W styczniu-lutym 2011 roku nadejścia do budżetu Lwowa od dzierżawy ziemi wyniosły 21,014 mln hrywien, podczas gdy planowy wskaźnik stanowił 21,88 mln hrywien – poinformował 1 kwietnia podczas konferencji prasowej zastępca kierownika działu bogactw naturalnych i regulacji stosunków rolnych Lwowskiej Rady Miejskiej Igor Humenczuk.
Planowy wskaźnik 2011 roku, według jego słów, wynosi 88 mln hrywien.
„Co do nadejść od opłat podatku rolnego przez użytkowników gruntów, tą sprawą zajmują się organy Państwowej Administracji Podatkowej. O ile wiem, ta kwota jest trochę mniejsza, blisko 70-80%” – powiedział urzędnik.
Akcentował jednocześnie, że we Lwowie „ziemia jest naprawdę droga”.
„Tak było i w czasach radzieckich.

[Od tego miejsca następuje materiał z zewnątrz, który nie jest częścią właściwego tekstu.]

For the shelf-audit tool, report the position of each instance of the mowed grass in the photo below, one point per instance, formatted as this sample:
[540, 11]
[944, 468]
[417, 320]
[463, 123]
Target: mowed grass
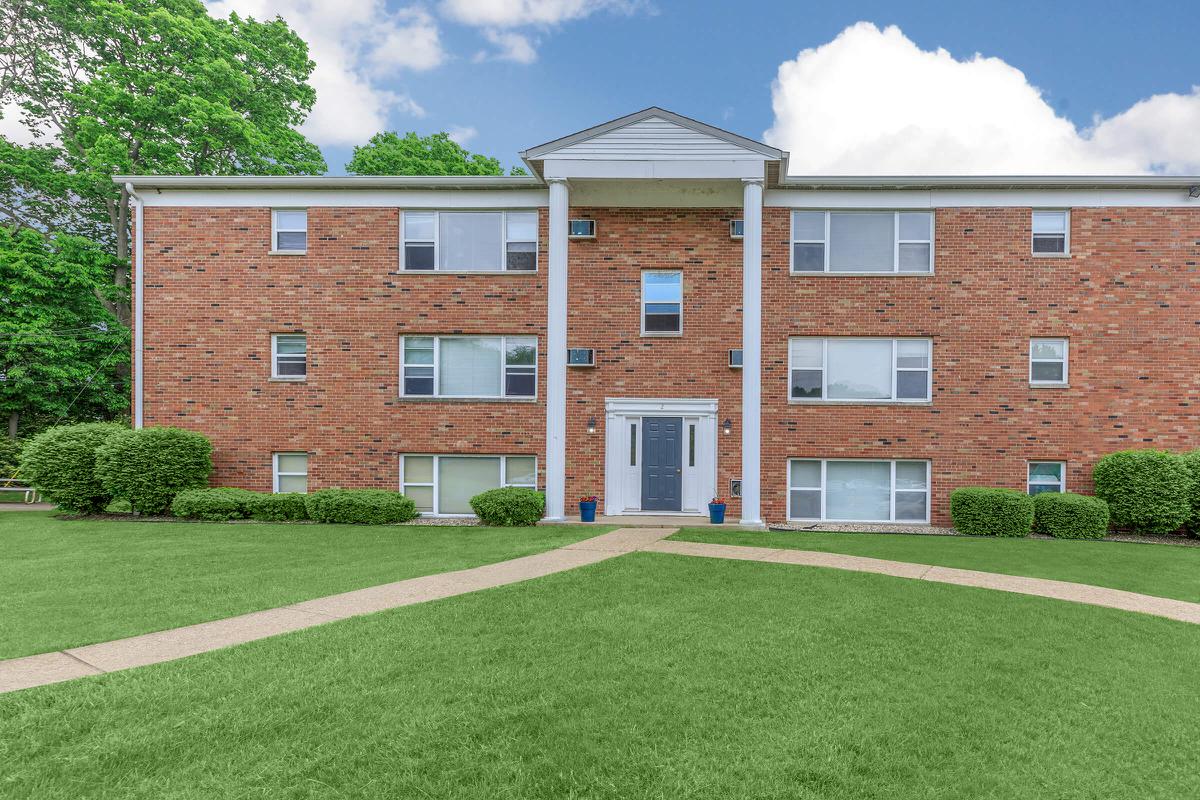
[648, 675]
[1163, 570]
[65, 583]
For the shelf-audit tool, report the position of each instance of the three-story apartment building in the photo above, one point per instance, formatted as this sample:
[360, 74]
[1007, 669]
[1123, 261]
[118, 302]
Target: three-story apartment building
[660, 313]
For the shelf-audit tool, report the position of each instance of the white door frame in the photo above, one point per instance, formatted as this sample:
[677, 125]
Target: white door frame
[623, 479]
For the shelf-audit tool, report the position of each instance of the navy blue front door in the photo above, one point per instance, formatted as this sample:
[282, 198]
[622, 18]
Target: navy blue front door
[661, 463]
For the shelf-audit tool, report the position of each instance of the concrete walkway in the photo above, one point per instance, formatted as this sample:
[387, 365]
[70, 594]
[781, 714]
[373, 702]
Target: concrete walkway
[1078, 593]
[192, 639]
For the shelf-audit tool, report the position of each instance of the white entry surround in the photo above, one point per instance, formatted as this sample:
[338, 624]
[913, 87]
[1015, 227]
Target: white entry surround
[623, 459]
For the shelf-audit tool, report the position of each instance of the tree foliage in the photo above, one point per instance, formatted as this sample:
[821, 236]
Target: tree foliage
[390, 154]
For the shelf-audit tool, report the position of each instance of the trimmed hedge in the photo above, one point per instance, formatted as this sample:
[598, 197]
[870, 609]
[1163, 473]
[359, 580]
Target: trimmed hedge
[149, 467]
[1071, 516]
[509, 506]
[982, 511]
[287, 506]
[363, 506]
[60, 462]
[215, 505]
[1147, 491]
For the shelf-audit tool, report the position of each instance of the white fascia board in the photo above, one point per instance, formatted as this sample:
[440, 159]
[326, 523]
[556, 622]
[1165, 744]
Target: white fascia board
[882, 198]
[527, 198]
[733, 169]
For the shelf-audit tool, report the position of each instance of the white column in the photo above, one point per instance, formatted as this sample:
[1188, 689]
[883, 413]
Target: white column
[751, 352]
[556, 354]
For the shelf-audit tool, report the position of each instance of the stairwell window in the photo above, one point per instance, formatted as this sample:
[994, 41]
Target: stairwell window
[863, 241]
[289, 230]
[861, 370]
[661, 304]
[469, 366]
[469, 241]
[1051, 233]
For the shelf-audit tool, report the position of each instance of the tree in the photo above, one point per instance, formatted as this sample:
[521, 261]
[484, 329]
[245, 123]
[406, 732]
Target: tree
[390, 154]
[60, 347]
[138, 86]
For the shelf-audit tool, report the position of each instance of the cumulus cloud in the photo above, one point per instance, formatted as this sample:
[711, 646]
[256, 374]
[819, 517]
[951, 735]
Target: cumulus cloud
[871, 101]
[355, 46]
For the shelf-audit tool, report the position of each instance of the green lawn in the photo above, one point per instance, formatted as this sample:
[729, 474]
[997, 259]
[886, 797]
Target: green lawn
[648, 675]
[65, 583]
[1162, 570]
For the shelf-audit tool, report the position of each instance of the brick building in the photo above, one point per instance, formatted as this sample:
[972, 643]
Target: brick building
[659, 314]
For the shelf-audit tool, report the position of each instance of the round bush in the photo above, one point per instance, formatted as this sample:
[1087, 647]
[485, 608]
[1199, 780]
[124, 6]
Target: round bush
[509, 506]
[60, 462]
[1147, 491]
[215, 505]
[982, 511]
[1071, 516]
[149, 467]
[287, 506]
[363, 506]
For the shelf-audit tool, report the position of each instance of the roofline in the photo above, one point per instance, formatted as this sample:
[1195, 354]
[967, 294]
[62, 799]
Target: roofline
[535, 152]
[988, 181]
[328, 181]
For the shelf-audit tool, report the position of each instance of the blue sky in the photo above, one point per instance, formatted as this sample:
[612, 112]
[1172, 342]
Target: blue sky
[505, 74]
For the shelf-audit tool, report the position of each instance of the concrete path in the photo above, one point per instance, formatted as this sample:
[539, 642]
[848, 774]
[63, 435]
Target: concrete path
[1078, 593]
[192, 639]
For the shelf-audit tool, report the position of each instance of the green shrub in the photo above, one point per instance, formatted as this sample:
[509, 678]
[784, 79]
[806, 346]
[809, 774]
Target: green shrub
[1192, 462]
[61, 463]
[215, 505]
[149, 467]
[365, 506]
[287, 506]
[981, 511]
[1147, 491]
[1071, 516]
[509, 506]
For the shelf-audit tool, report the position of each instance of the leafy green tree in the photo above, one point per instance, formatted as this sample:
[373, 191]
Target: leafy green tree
[138, 86]
[390, 154]
[60, 347]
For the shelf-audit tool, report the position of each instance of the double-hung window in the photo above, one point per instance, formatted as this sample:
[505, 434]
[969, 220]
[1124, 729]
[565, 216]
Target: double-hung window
[857, 370]
[469, 241]
[289, 356]
[1051, 233]
[863, 241]
[661, 302]
[858, 489]
[289, 230]
[1048, 362]
[469, 366]
[1047, 476]
[444, 485]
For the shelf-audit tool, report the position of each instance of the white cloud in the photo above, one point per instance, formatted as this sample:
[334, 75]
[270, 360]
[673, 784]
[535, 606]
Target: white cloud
[355, 44]
[871, 101]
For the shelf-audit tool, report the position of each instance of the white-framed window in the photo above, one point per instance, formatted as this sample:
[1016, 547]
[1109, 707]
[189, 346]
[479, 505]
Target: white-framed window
[1047, 476]
[289, 230]
[858, 489]
[468, 366]
[289, 356]
[469, 241]
[1048, 362]
[444, 485]
[291, 473]
[1051, 233]
[861, 370]
[661, 302]
[862, 241]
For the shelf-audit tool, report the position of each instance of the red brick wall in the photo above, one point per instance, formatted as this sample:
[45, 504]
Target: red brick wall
[1128, 299]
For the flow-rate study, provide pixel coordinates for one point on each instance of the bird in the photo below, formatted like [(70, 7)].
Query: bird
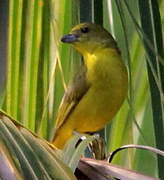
[(98, 88)]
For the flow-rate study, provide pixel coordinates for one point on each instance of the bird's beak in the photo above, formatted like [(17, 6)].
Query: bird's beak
[(69, 38)]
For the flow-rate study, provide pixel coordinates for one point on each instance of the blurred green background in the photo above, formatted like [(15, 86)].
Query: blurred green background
[(35, 68)]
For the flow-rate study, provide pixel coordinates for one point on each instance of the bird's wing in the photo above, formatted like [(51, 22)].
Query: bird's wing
[(76, 89)]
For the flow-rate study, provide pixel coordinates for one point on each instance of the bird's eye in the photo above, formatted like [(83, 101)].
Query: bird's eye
[(84, 29)]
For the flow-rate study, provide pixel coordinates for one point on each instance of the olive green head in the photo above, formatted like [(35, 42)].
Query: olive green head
[(87, 37)]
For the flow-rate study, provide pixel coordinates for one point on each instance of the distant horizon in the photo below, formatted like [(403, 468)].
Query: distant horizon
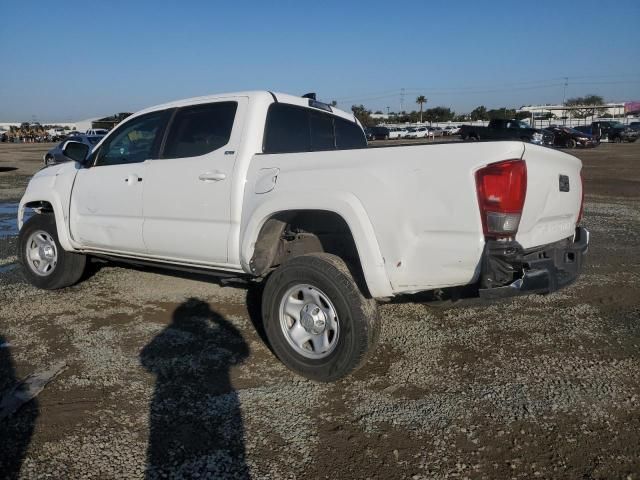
[(458, 57)]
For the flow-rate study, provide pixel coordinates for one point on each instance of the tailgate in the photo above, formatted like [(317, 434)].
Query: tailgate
[(554, 195)]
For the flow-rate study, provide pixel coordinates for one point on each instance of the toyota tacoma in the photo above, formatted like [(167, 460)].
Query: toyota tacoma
[(283, 190)]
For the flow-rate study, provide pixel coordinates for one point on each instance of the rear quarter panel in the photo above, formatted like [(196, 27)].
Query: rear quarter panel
[(420, 202), (549, 215)]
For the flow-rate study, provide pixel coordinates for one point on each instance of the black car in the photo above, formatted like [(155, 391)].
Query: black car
[(499, 129), (570, 138), (377, 133), (614, 132)]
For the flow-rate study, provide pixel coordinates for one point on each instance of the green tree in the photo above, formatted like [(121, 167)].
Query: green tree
[(363, 115), (421, 100), (479, 113), (439, 114)]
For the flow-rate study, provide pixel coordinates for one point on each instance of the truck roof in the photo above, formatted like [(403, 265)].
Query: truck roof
[(266, 95)]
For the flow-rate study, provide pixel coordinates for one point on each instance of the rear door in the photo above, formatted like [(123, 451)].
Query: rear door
[(554, 195), (106, 201), (187, 194)]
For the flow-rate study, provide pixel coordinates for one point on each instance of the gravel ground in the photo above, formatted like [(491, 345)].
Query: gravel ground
[(166, 375)]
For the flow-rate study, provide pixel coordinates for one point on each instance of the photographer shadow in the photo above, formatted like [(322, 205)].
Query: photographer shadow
[(17, 428), (195, 420)]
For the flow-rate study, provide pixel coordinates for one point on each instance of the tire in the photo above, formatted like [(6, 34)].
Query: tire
[(322, 287), (39, 238)]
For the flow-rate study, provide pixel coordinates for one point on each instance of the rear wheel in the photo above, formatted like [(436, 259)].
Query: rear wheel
[(317, 321), (46, 264)]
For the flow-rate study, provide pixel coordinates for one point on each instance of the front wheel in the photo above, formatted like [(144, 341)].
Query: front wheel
[(46, 264), (317, 321)]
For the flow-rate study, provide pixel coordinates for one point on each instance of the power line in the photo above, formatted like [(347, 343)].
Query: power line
[(517, 86)]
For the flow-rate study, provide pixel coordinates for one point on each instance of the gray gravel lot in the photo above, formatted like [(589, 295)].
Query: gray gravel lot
[(166, 375)]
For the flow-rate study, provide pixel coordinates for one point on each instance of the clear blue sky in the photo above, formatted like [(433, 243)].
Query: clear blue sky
[(70, 60)]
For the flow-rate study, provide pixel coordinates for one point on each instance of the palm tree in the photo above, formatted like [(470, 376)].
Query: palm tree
[(421, 100)]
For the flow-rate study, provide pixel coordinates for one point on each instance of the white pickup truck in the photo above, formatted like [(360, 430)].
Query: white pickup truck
[(283, 189)]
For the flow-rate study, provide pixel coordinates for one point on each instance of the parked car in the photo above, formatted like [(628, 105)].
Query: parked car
[(283, 190), (97, 131), (570, 138), (378, 133), (396, 133), (416, 132), (57, 134), (505, 130), (56, 154), (614, 132)]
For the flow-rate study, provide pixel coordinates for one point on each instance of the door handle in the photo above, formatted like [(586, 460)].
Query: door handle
[(214, 176), (132, 178)]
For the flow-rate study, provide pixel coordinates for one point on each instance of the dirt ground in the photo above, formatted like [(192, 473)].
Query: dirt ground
[(166, 376)]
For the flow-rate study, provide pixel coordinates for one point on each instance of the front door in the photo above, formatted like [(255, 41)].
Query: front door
[(187, 195), (106, 201)]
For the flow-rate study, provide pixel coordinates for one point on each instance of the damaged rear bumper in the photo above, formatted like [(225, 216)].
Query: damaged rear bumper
[(509, 270)]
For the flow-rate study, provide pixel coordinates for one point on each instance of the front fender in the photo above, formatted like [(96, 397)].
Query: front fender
[(261, 207), (53, 186)]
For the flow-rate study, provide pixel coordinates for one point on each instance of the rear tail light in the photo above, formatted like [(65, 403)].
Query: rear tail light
[(581, 200), (501, 191)]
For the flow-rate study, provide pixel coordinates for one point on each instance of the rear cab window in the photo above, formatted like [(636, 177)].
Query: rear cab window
[(292, 128), (200, 129)]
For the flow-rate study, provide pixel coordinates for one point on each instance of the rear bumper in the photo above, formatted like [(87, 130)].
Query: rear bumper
[(509, 270)]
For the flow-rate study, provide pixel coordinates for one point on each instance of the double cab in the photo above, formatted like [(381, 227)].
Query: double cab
[(282, 190)]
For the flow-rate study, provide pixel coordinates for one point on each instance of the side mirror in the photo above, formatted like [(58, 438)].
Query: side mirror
[(75, 151)]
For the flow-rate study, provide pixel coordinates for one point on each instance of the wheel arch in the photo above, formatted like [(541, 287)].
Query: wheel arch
[(43, 205), (266, 226)]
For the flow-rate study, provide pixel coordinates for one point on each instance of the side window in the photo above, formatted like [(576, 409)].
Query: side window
[(200, 129), (321, 131), (287, 129), (349, 135), (133, 142)]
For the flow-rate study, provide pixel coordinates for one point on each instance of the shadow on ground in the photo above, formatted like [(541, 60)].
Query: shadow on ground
[(195, 421), (17, 428)]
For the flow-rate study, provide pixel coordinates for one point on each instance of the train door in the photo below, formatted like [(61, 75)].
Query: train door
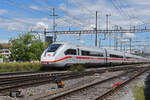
[(106, 57), (71, 53), (78, 55)]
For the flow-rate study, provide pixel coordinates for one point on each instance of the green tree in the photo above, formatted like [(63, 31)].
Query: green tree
[(3, 56), (26, 48)]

Jest ona uzasadniono droga, przecież miasto jest dosyć małe i ma szczelną zabudowę (15 tys. ha)” – powiedział Igor Humenczuk.
Przedstawiciel Lwowskiej Rady Miejskiej zauważył, że terytorium miasta Doniecka jest sześć razy większe, a Charkowa o cztery razy większe od lwowskiego.
„Ogólnie rzecz biorąc, na Ukrainie Kijów, Lwów i Odessa mają najwyższe ceny na ziemię” – dodał urzędnik.
Igor Humenczuk poinformował, że we Lwowie, według jego informacji, blisko 100 ha ziemi jest w posiadaniu firm czy organizacji, lecz te grunty nie są używane. Część takich organizacji jest gotowa przekazać ziemię miastu. Jako przykład urzędnik wymienił spółkę akcyjną „Kwiaty Lwowa” na ul. Stryjskiej, która posiada 24 ha ziemi i faktycznie jej nie używa.
„Miasto ma mało wolnej ziemi, dlatego zajmiemy się przenoszeniem takich działek do własności komunalnej” – dodał Igor Humenczuk.